MACKAY, Charles (son of George Mackay of the royal artillery). b. Perth 27 March 1814; ed. at Woolwich 1822, in London 1825 and in Brussels 1828; sec. to William Cockerill, mechanician, Seraing 1830–2; on staff of Morning Chronicle 1835 to July 1844; edited the Glasgow Argus, Sep. 1844 to July 1847; LL.D. of Glasgow univ.; political and literary editor of Illustrated London News 1848–52 and manager 1852 to Dec. 1859; lectured on poetry and song in the United States and Canada, Oct. 1857 to May 1858; editor of The London review and weekly journal which appeared 7 July 1860; correspondent for the Times in New York, March 1862 to Dec. 1865; granted civil list pension of £100, 19 June 1862; presented with testimonial of £770 at St. James’s hall, London 27 Dec. 1877; author of A history of London 1838; The Thames and its tributaries 2 vols. 1840; Memoirs of extraordinary popular delusions 3 vols. 1841, 4 ed. 1892; Songs of Scotland 1857; The collected songs of C. Mackay 1859; The Jacobite songs of Scotland 1861; Forty years recollections of life, literature and public affairs 2 vols. 1877; Luck or what came of it, a tale 3 vols. 1881; The poetry and humour of the Scottish language 1882; Through the long day, or memorial of a literary life 2 vols. 1887. d. 47 Longridge road, Earl’s Court, London 24 Dec. 1889. Biograph, Aug. 1879 pp. 145–8; The Critic, xvii 752 (1858), portrait; T. Powell’s Pictures of living authors of Britain (1851) 146–49; I.L.N. xviii 180, 181 (1851) portrait, xx 68 (1852) portrait; Pictorial World 2 Jany. 1890 pp. 21, 23, portrait; Reynolds’s Miscellany, xxvii 105 (1862), portrait.

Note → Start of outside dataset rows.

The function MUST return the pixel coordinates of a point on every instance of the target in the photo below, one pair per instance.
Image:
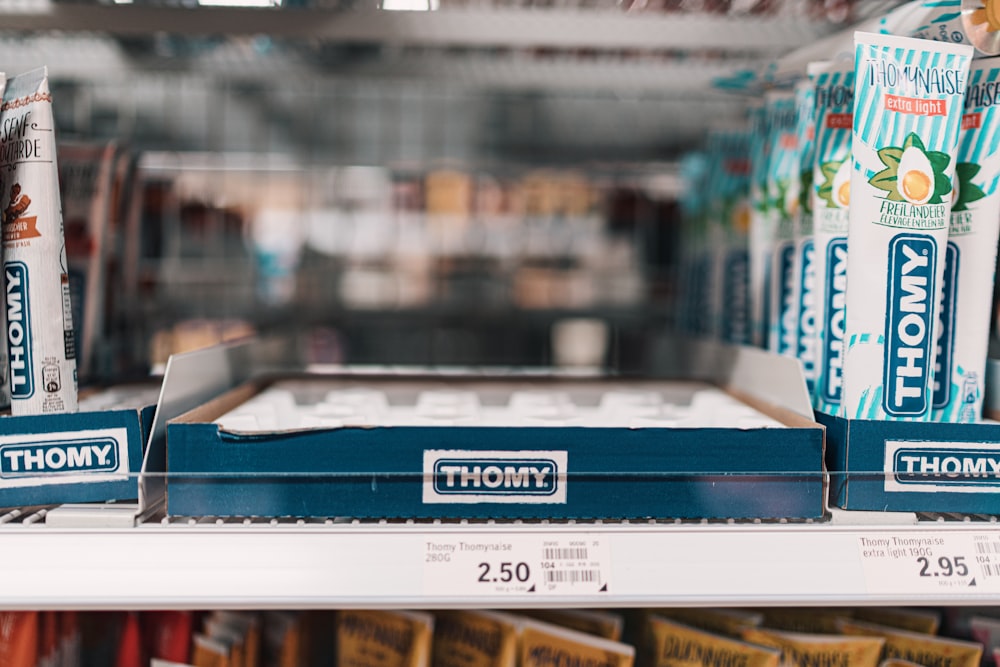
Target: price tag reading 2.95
(515, 564)
(943, 566)
(943, 562)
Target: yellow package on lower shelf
(384, 639)
(546, 645)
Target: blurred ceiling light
(240, 3)
(410, 5)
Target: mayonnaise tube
(970, 257)
(782, 204)
(40, 339)
(908, 101)
(831, 197)
(731, 218)
(4, 368)
(760, 239)
(805, 348)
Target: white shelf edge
(367, 565)
(514, 27)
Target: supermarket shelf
(209, 562)
(513, 27)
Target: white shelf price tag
(481, 564)
(931, 563)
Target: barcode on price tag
(528, 564)
(988, 555)
(575, 564)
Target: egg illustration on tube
(915, 177)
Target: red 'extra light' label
(972, 121)
(840, 121)
(916, 106)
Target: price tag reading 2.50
(520, 564)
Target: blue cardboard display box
(88, 456)
(913, 466)
(522, 472)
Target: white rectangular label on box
(520, 564)
(68, 457)
(458, 476)
(924, 466)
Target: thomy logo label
(19, 338)
(835, 301)
(908, 325)
(924, 466)
(53, 457)
(470, 476)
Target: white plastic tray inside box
(291, 405)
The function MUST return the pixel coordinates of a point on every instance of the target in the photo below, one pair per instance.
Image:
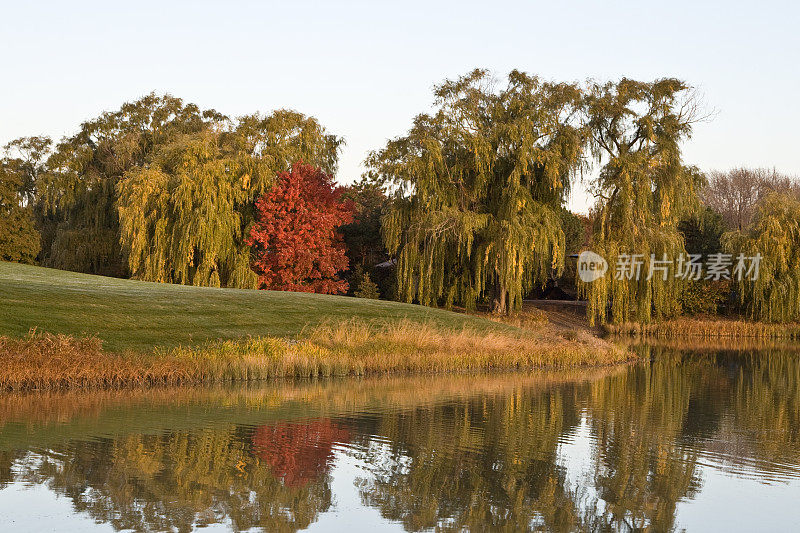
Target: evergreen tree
(643, 191)
(478, 185)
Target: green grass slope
(139, 315)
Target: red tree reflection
(298, 453)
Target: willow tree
(184, 215)
(19, 240)
(773, 292)
(643, 190)
(478, 185)
(20, 168)
(77, 196)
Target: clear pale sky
(365, 69)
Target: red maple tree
(295, 243)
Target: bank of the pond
(46, 361)
(706, 328)
(93, 331)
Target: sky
(365, 69)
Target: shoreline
(44, 361)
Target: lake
(700, 439)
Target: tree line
(466, 209)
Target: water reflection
(613, 449)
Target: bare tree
(735, 193)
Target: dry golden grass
(45, 361)
(707, 328)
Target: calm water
(701, 440)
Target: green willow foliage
(478, 185)
(19, 240)
(774, 296)
(77, 195)
(184, 216)
(162, 190)
(644, 190)
(22, 163)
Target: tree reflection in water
(492, 459)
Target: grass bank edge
(353, 348)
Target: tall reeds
(45, 361)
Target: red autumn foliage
(298, 453)
(295, 243)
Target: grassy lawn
(137, 315)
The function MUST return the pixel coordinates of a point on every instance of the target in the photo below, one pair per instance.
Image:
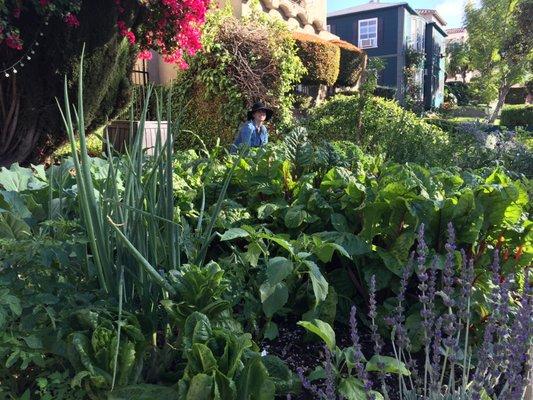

M’KAY, David. b. near Brechin 1810; a shoemaker at Lochee near Dundee 1828 to death; wrote verses for Chambers’ Journal and the local papers; greatly promoted the welfare of Lochee; chairman of Burns’ centenary festival Lochee 1859; Lochee correspondent of Dundee Advertiser 1864. d. Lochee 19 Dec. 1868. Norrie’s Dundee celebrities (1873) 331–3.

MACKAY, George. L.F.P.S. Glasgow 1833; M.D. Glasgow 1835; L.R.C.S. Edinb. 1841; M.R.C.P. Lond. 1860; senior assist. surgeon to H.M. ships in attack on Bogue forts, Canton river 1841; senior medical officer of Agamemnon before Sebastopol 1854; staff surgeon and medical storekeeper, royal hospital, Plymouth, June 1855; deputy inspector general Hong Kong 29 Dec. 1860 and at Haslar hospital 1865; hon. surgeon to the queen to death; retired inspector general of hospitals 26 Oct. 1870; wrote Notes on the cholera at Varna, in Edinb. Med. Journal 1857, and on Medical arrangement in naval actions, in Medical Times 1854. d. Sutherland house, Wellington 26 April 1879. The Lancet 3 May 1879 p. 640.